Phoongyees with Mendicant Pots in their hands going their rounds to receive the food given them by the charitably disposed, [Mandalay]
Photographer: Hooper, Willoughby Wallace (1837-1912)
Medium: Photographic print
Photograph of Buddhist monks or pongyis receiving food in Mandalay, Burma (Myanmar), taken by Willoughby Wallace Hooper in 1886. The photograph is from a series documenting the Third Anglo-Burmese War (1885-86), published in 1887 under the title ‘Burmah: a series of one hundred photographs illustrating incidents connected with the British Expeditionary Force to that country, from the embarkation at Madras, 1st Nov, 1885, to the capture of King Theebaw, with many views of Mandalay and surrounding country, native life and industries’. Albums in two editions were issued, one with albumen prints, one with autotypes, along with a set of lantern slides.

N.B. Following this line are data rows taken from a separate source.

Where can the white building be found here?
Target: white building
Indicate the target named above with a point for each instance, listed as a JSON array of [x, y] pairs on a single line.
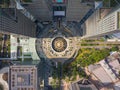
[[96, 25]]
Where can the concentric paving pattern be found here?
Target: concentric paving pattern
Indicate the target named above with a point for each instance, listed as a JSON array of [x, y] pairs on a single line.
[[59, 44]]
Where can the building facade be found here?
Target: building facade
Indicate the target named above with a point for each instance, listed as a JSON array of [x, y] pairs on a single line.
[[23, 77]]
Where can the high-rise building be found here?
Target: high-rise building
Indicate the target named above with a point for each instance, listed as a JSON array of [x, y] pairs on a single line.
[[12, 21], [23, 77], [99, 26]]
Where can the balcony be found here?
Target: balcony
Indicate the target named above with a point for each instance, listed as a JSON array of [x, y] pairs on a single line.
[[26, 1], [4, 3]]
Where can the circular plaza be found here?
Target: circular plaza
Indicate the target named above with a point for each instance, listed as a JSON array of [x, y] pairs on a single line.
[[59, 44], [56, 44]]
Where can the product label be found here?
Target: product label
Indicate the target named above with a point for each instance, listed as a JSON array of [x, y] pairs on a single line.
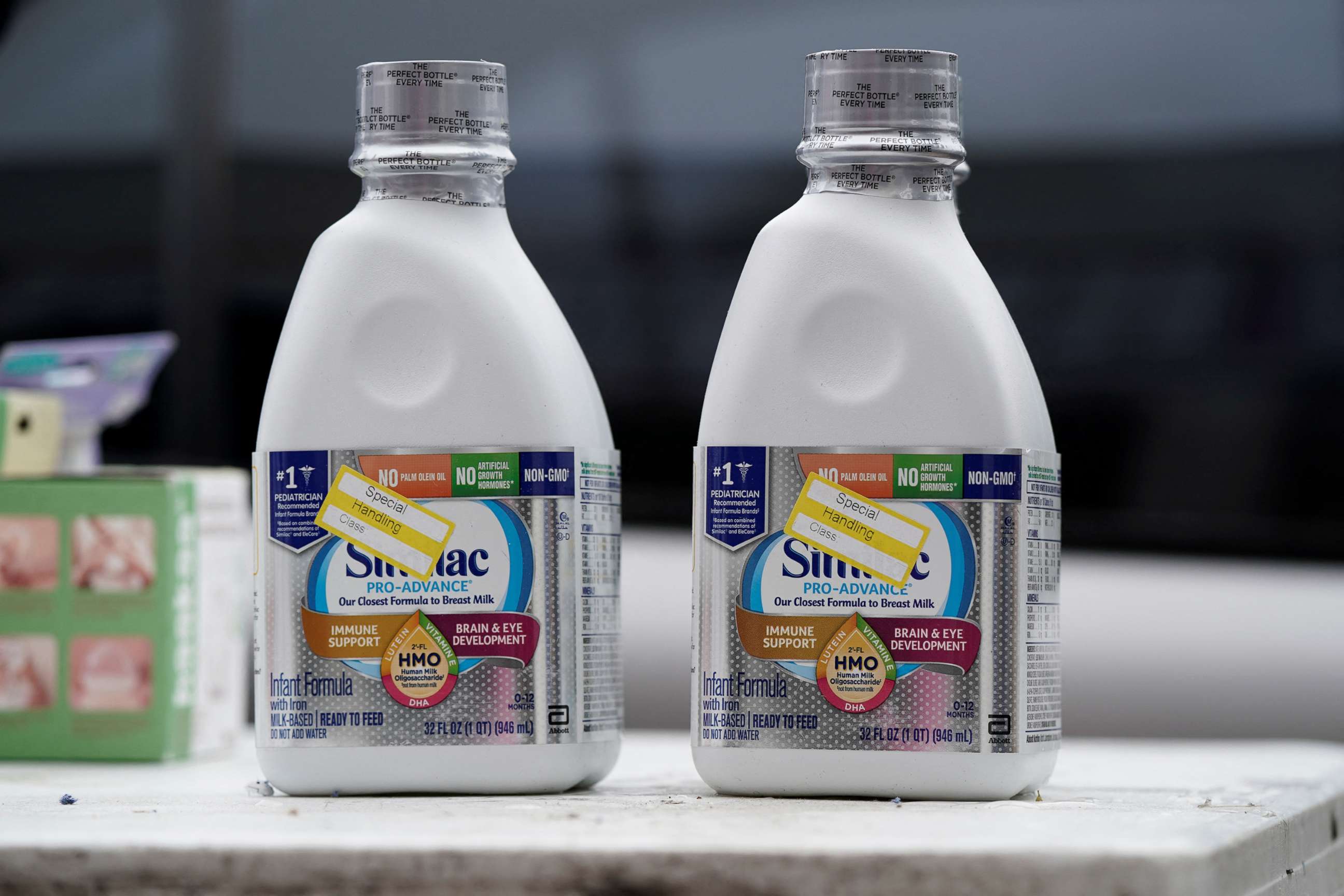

Hooper made the series while serving as Provost Marshal with the British Expeditionary Force, which entered Mandalay, the Burmese royal capital, on 28 November 1885. The Burmese king, Thibaw (reigned 1878-1885), was deposed and exiled to India and a military occupation of the city began. The war culminated in the annexation of Upper Burma by the British on 1 January 1886. Mandalay was founded in 1857 on the plain surrounding Mandalay Hill, an ancient sacred site, in fulfilment of a Buddhist prophecy that a religious centre would be created there. As a consequence of royal patronage, there were monasteries throughout the city and a large population of monks, for whom receiving food in their begging bowls as an act of charity was part of a daily ritual. A caption by Hooper accompanying the photograph describes the image: “…they do not solicit alms, but go down the street receiving whatever may be offered to them. In this case they are getting a contribution from a girl who, with another woman, probably her mother, is preparing food for sale in the middle of one of the streets.” Hooper was a dedicated amateur photographer and his photographs of the war in Burma are considered “one of the most accomplished and comprehensive records of a nineteenth century military campaign”. The series is also notable for the political scandal which arose following allegations by a journalist that Hooper had acted sadistically in the process of photographing the execution by firing squad of Burmese rebels. The subsequent court of inquiry concluded that he had behaved in a “callous and indecorous” way and the affair raised issues of the ethical role of the photographer in documenting human suffering and the conduct of the British military during a colonial war.